Take heed; it’s not a catastrophe. But here are things you should consider:
- Paying more than the minimum balance on your credit cards. Consumer Credit Counseling Services reports that paying a $60 minimum payment on a credit card balance of $3,000 will end up costing you $2,780 in interest before you can retire it all. But if you pay $110 per month, you can eliminate the debt five years sooner and save yourself $1,800 in interest.
- Finding a low-rate credit card and transferring your debt. You’ll need good credit to do this and, with new credit card laws in place this year, you may find higher transfer fees than in 2009. Depending on your debt, however, a transfer may still save you thousands of dollars in interest charges.
- Negotiating with your credit card company. There’s no reason to be rude when you call, but hold your ground. If they learn that your next step is to apply for another company’s card at a lower rate, they may try to keep you by reducing your interest rates or fees.

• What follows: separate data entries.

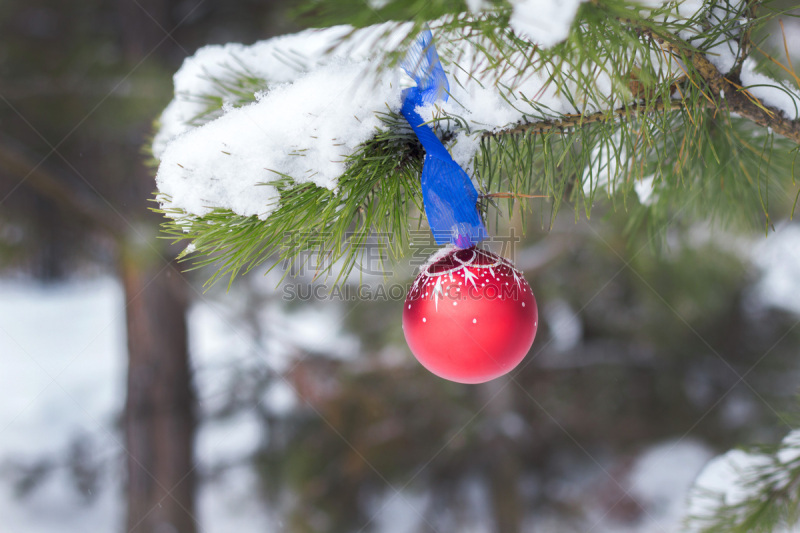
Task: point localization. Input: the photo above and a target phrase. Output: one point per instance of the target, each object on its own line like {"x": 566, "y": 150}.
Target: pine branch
{"x": 575, "y": 120}
{"x": 726, "y": 92}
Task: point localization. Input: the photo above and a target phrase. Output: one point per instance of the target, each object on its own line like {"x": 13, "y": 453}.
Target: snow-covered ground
{"x": 62, "y": 364}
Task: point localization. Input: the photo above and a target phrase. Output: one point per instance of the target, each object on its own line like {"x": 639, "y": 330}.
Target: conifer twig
{"x": 727, "y": 93}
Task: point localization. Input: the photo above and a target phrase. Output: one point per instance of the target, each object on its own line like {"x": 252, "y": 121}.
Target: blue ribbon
{"x": 449, "y": 197}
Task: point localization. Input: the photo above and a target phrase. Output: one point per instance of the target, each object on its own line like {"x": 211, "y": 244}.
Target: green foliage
{"x": 772, "y": 488}
{"x": 678, "y": 137}
{"x": 314, "y": 224}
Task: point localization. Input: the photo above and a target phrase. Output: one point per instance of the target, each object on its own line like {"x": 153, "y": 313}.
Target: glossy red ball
{"x": 470, "y": 316}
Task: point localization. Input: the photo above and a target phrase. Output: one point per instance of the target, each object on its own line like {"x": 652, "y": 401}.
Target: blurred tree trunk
{"x": 159, "y": 410}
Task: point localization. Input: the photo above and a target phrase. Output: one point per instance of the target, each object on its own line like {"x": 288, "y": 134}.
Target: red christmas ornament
{"x": 470, "y": 316}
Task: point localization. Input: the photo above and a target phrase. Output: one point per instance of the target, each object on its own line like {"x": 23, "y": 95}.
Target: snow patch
{"x": 544, "y": 22}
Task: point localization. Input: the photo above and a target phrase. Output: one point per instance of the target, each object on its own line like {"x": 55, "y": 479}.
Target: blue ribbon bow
{"x": 449, "y": 197}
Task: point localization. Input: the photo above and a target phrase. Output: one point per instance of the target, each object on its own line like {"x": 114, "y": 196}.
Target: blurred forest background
{"x": 240, "y": 409}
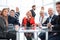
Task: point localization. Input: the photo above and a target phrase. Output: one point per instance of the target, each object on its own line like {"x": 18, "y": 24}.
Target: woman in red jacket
{"x": 29, "y": 23}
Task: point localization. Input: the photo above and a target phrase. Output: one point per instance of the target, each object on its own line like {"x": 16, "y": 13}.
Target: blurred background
{"x": 25, "y": 5}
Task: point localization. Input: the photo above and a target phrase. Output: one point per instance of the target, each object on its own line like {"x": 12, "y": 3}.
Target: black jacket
{"x": 33, "y": 13}
{"x": 12, "y": 20}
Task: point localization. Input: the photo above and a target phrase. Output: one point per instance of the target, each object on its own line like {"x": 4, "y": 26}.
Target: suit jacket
{"x": 57, "y": 24}
{"x": 31, "y": 21}
{"x": 33, "y": 13}
{"x": 47, "y": 21}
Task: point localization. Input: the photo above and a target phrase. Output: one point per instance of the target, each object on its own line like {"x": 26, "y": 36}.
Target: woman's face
{"x": 5, "y": 12}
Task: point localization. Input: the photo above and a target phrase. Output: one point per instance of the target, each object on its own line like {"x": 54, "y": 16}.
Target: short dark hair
{"x": 12, "y": 10}
{"x": 57, "y": 3}
{"x": 33, "y": 6}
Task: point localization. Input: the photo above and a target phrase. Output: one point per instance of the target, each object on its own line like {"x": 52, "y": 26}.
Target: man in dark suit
{"x": 32, "y": 11}
{"x": 49, "y": 20}
{"x": 56, "y": 26}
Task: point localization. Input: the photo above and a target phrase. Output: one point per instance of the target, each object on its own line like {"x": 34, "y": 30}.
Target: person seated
{"x": 11, "y": 18}
{"x": 49, "y": 20}
{"x": 4, "y": 15}
{"x": 17, "y": 14}
{"x": 41, "y": 18}
{"x": 56, "y": 26}
{"x": 28, "y": 23}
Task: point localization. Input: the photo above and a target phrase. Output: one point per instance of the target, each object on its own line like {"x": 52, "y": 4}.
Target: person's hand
{"x": 17, "y": 9}
{"x": 49, "y": 25}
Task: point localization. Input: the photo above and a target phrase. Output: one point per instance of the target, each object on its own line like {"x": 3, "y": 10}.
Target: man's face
{"x": 50, "y": 11}
{"x": 58, "y": 8}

- Signing up for a nonprofit debt management program. Consumer credit counseling companies can negotiate with credit card companies on your behalf to reduce interest on your debt. Typically, you’ll need a hefty outstanding balance to attain services, but it may stave off a potentially disastrous bankruptcy. Please be careful when selecting a debt management service.
While you’re at it, create a high interest savings account and put away money for next December’s shopping so you can avoid this pain next year.